What each vendor's fine-tuning offering actually is
These three offerings start from very different problem definitions, and the API surface flows from those starting points. Understanding the underlying philosophy is the fastest way to know which vendor fits your situation before you spend a dollar.
**OpenAI fine-tuning** (https://platform.openai.com/docs/guides/fine-tuning) is the most mature hosted fine-tuning API in the market. It supports three different training algorithms: supervised fine-tuning (SFT) for the standard "here are input-output pairs, learn the pattern" workflow; direct preference optimization (DPO) for offline preference learning where you provide chosen-vs-rejected response pairs; and reinforcement fine-tuning (RFT) where you provide a programmatic grader function and the model is trained against that reward signal. RFT is the differentiator no one else matches in 2026 — for tasks like code completion, math problem solving, or any case where you can score outputs cheaply, RFT can extract quality gains that SFT cannot. The API surface is the standard OpenAI REST pattern: upload a jsonl file, create a fine-tune job, monitor status, then call the resulting fine-tuned model by its ID. The result is auto-deployed — no separate provisioning step.

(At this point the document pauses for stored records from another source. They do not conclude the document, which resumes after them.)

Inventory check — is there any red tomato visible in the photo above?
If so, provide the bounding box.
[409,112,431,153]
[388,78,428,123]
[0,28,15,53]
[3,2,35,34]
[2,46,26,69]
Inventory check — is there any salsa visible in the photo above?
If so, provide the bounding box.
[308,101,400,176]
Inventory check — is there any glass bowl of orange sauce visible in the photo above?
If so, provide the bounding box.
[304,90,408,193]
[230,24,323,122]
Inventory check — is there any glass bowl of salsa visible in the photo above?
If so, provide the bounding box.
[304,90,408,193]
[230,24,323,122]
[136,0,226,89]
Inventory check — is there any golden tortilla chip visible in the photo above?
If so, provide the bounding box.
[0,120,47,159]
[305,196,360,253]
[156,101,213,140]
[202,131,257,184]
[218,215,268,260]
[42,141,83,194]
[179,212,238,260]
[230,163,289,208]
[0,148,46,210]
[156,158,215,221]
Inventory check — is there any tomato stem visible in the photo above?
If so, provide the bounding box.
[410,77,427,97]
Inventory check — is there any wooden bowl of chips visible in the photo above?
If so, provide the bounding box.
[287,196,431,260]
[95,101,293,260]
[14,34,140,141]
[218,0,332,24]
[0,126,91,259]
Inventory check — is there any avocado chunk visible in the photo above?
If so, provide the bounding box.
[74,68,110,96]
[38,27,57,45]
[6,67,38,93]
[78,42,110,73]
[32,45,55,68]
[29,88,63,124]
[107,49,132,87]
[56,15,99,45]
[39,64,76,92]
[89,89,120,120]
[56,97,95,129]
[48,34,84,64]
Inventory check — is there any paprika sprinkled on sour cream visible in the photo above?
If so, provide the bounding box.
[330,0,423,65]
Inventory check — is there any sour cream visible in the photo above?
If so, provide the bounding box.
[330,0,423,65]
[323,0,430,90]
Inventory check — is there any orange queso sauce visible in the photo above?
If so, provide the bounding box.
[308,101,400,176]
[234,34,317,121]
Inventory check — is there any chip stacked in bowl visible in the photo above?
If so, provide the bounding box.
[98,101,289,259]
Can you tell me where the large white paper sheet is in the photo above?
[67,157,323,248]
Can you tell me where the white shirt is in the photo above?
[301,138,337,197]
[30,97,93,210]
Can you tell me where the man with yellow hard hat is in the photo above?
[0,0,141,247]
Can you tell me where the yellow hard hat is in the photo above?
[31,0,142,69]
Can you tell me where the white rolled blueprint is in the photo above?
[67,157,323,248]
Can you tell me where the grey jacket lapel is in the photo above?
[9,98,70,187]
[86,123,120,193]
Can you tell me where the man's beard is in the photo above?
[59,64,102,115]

**Anthropic fine-tuning** (https://docs.anthropic.com/en/docs/build-with-claude/fine-tuning) takes the opposite philosophy: there is no direct Anthropic API for fine-tuning. Claude fine-tuning is exclusively available through Amazon Bedrock and Google Vertex AI partner channels. The reasoning Anthropic has given publicly is that fine-tuning Claude requires custom infrastructure, data isolation, and serving guarantees that Anthropic prefers to delegate to cloud partners with mature enterprise security postures. Practically, this means your fine-tuning workflow looks like a Bedrock or Vertex job — you authenticate against the cloud provider, upload jsonl in Anthropic's chat schema, and the fine-tuned model lives on provisioned Bedrock throughput or a Vertex endpoint. The cost of that provisioned throughput is significant and not negligible compared to the training itself.
**Google Vertex AI fine-tuning** (https://cloud.google.com/vertex-ai/generative-ai/docs/models/tune-gemini-overview) is the most generous offering on the free-tier dimension, and the deepest in terms of eval/deployment tooling. Gemini 2.5 Flash supervised fine-tuning includes a substantial monthly free training token allowance — enough that small experiments can run at zero training cost — and the integration with Vertex AI's evaluation pipelines (BLEU, ROUGE, custom metrics) means you can run automated quality checks against held-out sets without writing infrastructure. The catch is that Vertex AI is locked to Google Cloud — you cannot serve a Gemini fine-tune outside Vertex, and the per-hour endpoint deployment cost is a recurring spend even when traffic is low.
**The positioning in one sentence:** OpenAI is for teams who want the deepest method surface (SFT + DPO + RFT) and the lowest serving friction. Anthropic is for teams already on Bedrock/Vertex who specifically need Claude's reasoning quality on their domain data. Google is for teams who want to experiment at zero or near-zero cost on Vertex and use Gemini for production.